Wednesday John decided he didnt want his vacation to end yet. So, we decided to spend one more night a

way from home. We are right now on our way to our favorite California escape, Occidental. This place really is a blink and miss it town. There is no cell phone access there, no can ya her me now? Nope, none. There are two major restraints, a couple diners, and a bunch of old hippie stores. If you live there, your ancestors lived there. It is on top of a group of hills/mountains, with winding roads leading to the actual town. Set back natural homes, hidden by Large Redwoods and pines, dot the road leading to the small town. Crazy clumps of overgrown blackberry bushes separate the homes and guard the hills and property on the side of the roads. For us, this place is magical. Can you tell? If you ever make it to California, you really need to try and get to this little town. It is worth the trip, and the food is the best. I will let you know how our day trip was if something really exciting happens.

Ok, on to other great stuff. For Christmas, I gave John what he wanted. I always do. I feel he deserves what ever he wants because he works hard and why shouldn’t he have what he wants. For the last few years, I have asked for the same thing. I have never received it though. I really don’t want anything, as far as stuff goes. If I want something, I go buy it. I too, feel if I want something, I should have it. The stuff I want though, isn’t as pricey as the stuff John wants. Yesterday, John said he to go to town for something, and did I need anything. No, Im good. So off he went. I was chattin with Sheila and Amber, relaxing, taking time to sit down and do nothing too strenuous.

Finally, John pulls back into the driveway, and unloads the stuff he bought.

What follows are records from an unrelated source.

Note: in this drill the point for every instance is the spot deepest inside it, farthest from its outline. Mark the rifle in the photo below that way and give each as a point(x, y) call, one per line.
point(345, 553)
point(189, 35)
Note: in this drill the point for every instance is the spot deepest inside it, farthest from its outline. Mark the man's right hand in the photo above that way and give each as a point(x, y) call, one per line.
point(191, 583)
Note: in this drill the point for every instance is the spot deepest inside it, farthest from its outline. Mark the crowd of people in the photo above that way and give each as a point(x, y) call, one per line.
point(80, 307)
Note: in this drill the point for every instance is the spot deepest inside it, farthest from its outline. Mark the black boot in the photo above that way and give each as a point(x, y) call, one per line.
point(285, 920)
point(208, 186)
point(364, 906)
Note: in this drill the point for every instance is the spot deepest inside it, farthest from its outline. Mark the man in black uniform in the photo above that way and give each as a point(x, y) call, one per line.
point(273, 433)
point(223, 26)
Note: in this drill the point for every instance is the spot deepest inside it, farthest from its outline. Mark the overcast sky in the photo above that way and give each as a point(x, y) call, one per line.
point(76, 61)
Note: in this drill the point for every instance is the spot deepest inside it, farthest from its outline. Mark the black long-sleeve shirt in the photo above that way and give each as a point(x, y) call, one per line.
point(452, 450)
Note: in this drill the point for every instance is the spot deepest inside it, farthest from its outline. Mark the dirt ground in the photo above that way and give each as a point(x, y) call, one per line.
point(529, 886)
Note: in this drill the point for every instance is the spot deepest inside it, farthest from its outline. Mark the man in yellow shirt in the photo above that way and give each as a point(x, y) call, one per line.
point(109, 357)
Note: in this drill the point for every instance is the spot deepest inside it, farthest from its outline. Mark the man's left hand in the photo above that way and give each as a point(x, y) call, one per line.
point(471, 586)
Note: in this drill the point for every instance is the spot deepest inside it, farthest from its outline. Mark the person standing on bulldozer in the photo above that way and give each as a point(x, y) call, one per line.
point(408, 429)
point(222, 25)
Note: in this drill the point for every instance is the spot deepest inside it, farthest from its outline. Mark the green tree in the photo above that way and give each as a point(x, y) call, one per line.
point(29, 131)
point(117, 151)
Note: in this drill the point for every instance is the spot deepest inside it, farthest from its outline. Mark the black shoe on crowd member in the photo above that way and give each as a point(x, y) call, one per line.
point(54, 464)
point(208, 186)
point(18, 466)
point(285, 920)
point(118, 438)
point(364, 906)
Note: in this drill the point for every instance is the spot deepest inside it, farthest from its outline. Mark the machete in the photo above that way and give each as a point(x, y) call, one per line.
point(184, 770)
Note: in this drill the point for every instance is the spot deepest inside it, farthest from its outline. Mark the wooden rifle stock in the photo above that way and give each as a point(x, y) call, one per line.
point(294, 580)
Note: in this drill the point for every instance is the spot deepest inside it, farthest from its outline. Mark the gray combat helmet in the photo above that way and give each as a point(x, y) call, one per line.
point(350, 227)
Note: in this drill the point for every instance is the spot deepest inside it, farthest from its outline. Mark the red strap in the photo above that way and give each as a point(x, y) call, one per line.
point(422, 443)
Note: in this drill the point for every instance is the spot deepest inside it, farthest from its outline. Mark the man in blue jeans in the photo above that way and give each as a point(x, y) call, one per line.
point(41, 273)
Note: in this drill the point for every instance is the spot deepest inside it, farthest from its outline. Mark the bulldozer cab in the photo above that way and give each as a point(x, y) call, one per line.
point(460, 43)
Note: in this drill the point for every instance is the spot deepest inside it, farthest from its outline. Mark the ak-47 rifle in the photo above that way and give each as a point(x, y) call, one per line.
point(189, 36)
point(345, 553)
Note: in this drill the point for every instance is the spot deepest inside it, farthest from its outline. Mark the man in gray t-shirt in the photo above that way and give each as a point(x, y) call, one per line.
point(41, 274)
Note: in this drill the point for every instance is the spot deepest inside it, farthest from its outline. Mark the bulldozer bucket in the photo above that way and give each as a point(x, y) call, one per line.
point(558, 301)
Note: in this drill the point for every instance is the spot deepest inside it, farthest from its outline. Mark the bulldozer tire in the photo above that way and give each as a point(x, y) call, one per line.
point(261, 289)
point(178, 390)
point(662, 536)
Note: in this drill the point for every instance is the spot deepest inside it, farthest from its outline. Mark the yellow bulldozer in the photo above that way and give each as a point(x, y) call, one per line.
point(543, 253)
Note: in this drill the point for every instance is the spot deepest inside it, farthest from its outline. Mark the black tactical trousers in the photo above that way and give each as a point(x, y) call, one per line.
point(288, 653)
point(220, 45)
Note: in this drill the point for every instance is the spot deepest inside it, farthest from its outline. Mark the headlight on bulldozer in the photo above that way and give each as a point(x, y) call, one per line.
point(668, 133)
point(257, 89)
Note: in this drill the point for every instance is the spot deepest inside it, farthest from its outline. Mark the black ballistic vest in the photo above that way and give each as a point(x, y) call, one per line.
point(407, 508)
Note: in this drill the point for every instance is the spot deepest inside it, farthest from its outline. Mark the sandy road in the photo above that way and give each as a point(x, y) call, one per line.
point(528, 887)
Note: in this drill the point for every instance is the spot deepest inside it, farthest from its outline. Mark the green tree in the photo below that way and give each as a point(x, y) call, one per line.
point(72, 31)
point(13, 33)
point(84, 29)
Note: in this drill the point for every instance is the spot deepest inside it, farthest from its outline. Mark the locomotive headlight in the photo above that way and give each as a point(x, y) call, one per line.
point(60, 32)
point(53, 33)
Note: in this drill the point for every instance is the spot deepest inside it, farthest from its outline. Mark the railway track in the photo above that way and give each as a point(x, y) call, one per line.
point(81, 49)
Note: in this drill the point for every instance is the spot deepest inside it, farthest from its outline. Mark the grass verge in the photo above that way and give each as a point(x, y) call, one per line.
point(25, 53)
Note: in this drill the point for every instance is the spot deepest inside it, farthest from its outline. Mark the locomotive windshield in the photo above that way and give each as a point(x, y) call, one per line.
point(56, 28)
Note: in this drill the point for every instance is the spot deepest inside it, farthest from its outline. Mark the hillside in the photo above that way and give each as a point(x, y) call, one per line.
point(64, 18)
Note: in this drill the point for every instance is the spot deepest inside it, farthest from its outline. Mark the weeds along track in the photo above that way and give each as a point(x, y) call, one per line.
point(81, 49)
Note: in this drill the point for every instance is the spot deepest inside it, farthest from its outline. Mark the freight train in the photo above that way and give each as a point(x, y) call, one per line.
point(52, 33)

He went to one of our better stores, a privately owned chain that puts forth a better effort to keep itself alive. They have gourmet items and a really good meat department. They can also carry wines that the bigger markets cannot, due to contracts and supply issues. John really likes this store. Anyway, he bought me a Chicken cordon bleu, and it was soooooo good. Now for the Christmas gift thing. He says I bought you something, close your eyes, put out your hands. I did. I could smell something really good, like a scented candle or something. I love this kind of stuff. But when I open my eyes, there is a long gold box tied with a red ribbon. It smelled so good, what could it possibly be. John says be careful opening it, I was thinking it was glass or jewelry. Nope. I unwrap the tissue paper, and inside is a folder containing a gift card to a day spa. Six hours of pampering, a European facial, full body massage, lunch, pedicure and manicure. I have asked for this for so long, I didn’t think I would ever get it. I was so happy I cried. Now I get to go get pampered for a whole day. He does like me. I will also let you know how that is when I go. I am soooooo excited.

Ok, so that is it for now. Oh, by the way, I got the stitches out of my foot the other day. It is still hard to walk on, but It is getting better. Take it slow, it is still healing. You all have a great day, see ya later.